For all fans of the Viennese “Tatort” duo, there is a real delicacy on this Sunday (April 13th): Bibi and Moritz determine in the star kitchen and are in the crisis …
A top chef is stabbed behind his chic Viennese restaurant. But for Austria’s “crime scene” specialists who have long since done many murders, the case is not a feast. The brigade of the suspects is too big. And to make matters worse, it crises violently between Bibi (Adele Neuhauser) and Moritz (Harald Krassnitzer), which in the shiny “crime scene: knife” Even after 14 years of service, they prove that they are an excellent investigative duo.
Bibi needs help: her therapist is on vacation, and the only friend out of colleague Moritz sits in jail (or ports, as the Viennese say). So the collection of debtors (Ur Leiwand: Simon Schwarz) plays the soul plumber for three liver chires and sounds Bibi’s meaning: “Today Hammer saved, but tomorrow the next body and the next one will come,” states the commissioner, who thinks of transfer. Transfer? Moritz cannot and does not want to speak to it openly.

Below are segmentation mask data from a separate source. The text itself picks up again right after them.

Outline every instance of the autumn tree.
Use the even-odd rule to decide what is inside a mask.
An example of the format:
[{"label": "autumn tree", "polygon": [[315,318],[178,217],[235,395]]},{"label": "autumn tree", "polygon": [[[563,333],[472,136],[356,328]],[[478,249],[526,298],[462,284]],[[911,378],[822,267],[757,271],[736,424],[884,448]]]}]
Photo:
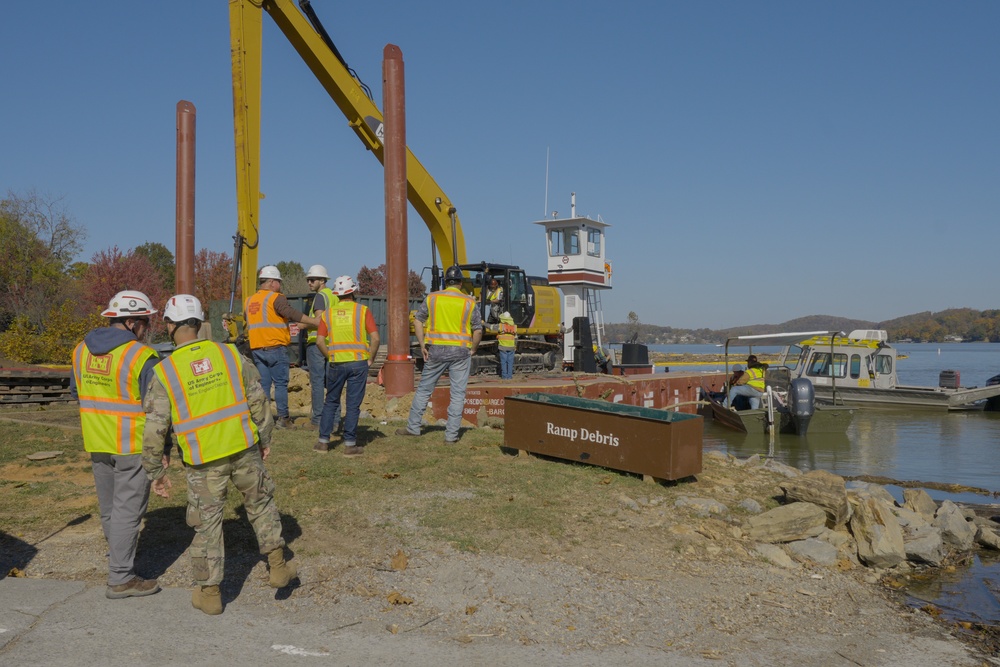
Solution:
[{"label": "autumn tree", "polygon": [[0,326],[20,316],[40,327],[53,306],[73,300],[66,272],[85,238],[61,198],[31,190],[0,199]]},{"label": "autumn tree", "polygon": [[[194,256],[194,295],[206,309],[213,301],[229,300],[232,280],[233,258],[226,253],[202,248]],[[237,304],[240,303],[239,281],[236,283],[235,299]]]},{"label": "autumn tree", "polygon": [[306,282],[306,270],[298,262],[278,262],[275,264],[281,271],[281,291],[285,294],[306,294],[309,283]]},{"label": "autumn tree", "polygon": [[34,189],[23,196],[8,190],[7,198],[0,200],[0,216],[22,224],[61,269],[69,266],[87,240],[86,229],[76,224],[62,200]]},{"label": "autumn tree", "polygon": [[160,276],[163,288],[168,292],[173,292],[174,285],[177,283],[177,263],[174,261],[174,253],[170,252],[167,246],[155,241],[136,246],[135,253],[149,260]]},{"label": "autumn tree", "polygon": [[[389,291],[389,280],[385,264],[370,269],[362,266],[358,270],[358,292],[366,296],[385,296]],[[410,270],[406,275],[406,292],[411,299],[422,299],[427,294],[427,286],[420,274]]]},{"label": "autumn tree", "polygon": [[362,266],[358,270],[358,291],[368,296],[381,296],[389,291],[389,282],[385,278],[385,264],[377,269]]},{"label": "autumn tree", "polygon": [[[92,309],[104,310],[111,297],[122,290],[138,290],[148,296],[153,307],[163,311],[170,290],[163,286],[160,274],[149,259],[134,249],[123,253],[118,246],[99,250],[90,259],[83,277],[84,298]],[[152,319],[154,334],[163,331],[162,320]]]}]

Time is not much anyway, because the tyrannical boss of a gourmet temple was murdered with the professional loop. Each knife a potential murder tool in the star kitchen, which becomes a battlefield in the evening. Then the ambitious brigade led by Sauschef Lars (Simon Morzé) is tight, crushed by the marching powder (coke) and the intoxication of functioning. Military customs, sexual harassment (patisser: “If I want to kill everyone in the industry. I don’t need a knife – I need an atomic bomb”) and a jealous wife and managing director (Martina EBM, “Vorstadtweiber”) – the staff who suffered from the Egomanian boss.

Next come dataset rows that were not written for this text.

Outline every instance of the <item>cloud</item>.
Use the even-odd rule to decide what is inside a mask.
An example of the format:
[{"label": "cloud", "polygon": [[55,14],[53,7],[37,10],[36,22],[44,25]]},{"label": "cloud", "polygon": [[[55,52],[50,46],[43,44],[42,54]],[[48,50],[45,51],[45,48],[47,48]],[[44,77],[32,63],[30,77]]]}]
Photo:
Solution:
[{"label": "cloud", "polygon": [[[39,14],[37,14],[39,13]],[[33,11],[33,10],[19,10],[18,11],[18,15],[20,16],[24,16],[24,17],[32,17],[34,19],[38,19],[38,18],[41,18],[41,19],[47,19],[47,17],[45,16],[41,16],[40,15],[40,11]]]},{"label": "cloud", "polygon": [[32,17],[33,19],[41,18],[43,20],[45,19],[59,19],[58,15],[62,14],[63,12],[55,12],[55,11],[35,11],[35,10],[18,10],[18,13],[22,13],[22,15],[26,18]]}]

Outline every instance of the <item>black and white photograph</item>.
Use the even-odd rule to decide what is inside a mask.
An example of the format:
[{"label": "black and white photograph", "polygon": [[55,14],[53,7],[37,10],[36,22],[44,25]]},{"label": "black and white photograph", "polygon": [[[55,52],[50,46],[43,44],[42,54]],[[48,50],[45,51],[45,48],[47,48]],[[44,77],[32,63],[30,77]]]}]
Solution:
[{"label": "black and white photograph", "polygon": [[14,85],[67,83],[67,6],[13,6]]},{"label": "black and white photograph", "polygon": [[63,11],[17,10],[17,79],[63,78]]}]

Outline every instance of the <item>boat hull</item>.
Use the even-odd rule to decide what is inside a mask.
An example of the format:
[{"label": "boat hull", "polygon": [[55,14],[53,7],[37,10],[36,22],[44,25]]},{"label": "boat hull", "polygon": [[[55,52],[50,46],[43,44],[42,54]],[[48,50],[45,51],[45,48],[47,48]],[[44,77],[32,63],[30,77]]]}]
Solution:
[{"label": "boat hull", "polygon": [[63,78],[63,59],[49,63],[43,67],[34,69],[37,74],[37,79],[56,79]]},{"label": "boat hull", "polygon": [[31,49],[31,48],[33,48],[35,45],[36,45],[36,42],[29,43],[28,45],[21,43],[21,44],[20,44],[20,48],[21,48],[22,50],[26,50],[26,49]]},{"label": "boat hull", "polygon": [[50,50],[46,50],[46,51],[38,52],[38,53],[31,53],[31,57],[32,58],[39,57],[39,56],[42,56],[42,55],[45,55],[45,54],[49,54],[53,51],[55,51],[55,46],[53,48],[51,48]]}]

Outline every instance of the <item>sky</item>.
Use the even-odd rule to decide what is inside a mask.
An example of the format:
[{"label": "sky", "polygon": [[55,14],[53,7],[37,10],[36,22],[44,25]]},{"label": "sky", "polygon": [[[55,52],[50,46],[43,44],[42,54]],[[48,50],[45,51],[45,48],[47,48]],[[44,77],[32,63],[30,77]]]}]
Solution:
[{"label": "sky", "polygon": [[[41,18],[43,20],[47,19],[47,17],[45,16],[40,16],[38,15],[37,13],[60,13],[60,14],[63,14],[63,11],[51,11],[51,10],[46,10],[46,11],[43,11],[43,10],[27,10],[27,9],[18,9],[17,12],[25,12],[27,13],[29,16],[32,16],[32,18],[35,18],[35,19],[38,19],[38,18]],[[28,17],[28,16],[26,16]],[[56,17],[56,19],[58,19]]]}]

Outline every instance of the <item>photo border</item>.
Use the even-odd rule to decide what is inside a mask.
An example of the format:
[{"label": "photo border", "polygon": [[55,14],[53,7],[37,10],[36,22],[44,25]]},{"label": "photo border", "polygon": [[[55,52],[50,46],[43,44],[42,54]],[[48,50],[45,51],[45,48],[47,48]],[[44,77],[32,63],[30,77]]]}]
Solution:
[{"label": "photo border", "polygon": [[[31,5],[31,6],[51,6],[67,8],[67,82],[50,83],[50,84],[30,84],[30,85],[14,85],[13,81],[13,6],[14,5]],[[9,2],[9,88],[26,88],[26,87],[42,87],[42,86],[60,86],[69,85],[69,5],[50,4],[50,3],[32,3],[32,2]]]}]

Screenwriter Sarah Wassermair truly does: precisely filled the multi -layered case, delivers polished dialogues and, as an intermediate, wonderful scenes with Bibi and Moritz. Everything just fits: the finely dosed comedy, the facial expressions, the gestures, the touching words. Neuhauser and Krassnitzer in top form, embedded in a case that director Gerald Liegel stages coherent and creatively from the first to the last minute. And so this “crime scene” worth seeing ends, as he started-at the debt collection in jail, which gives the finishing touch with the wisdom of an incorrigible Viennese stritzis of the episode.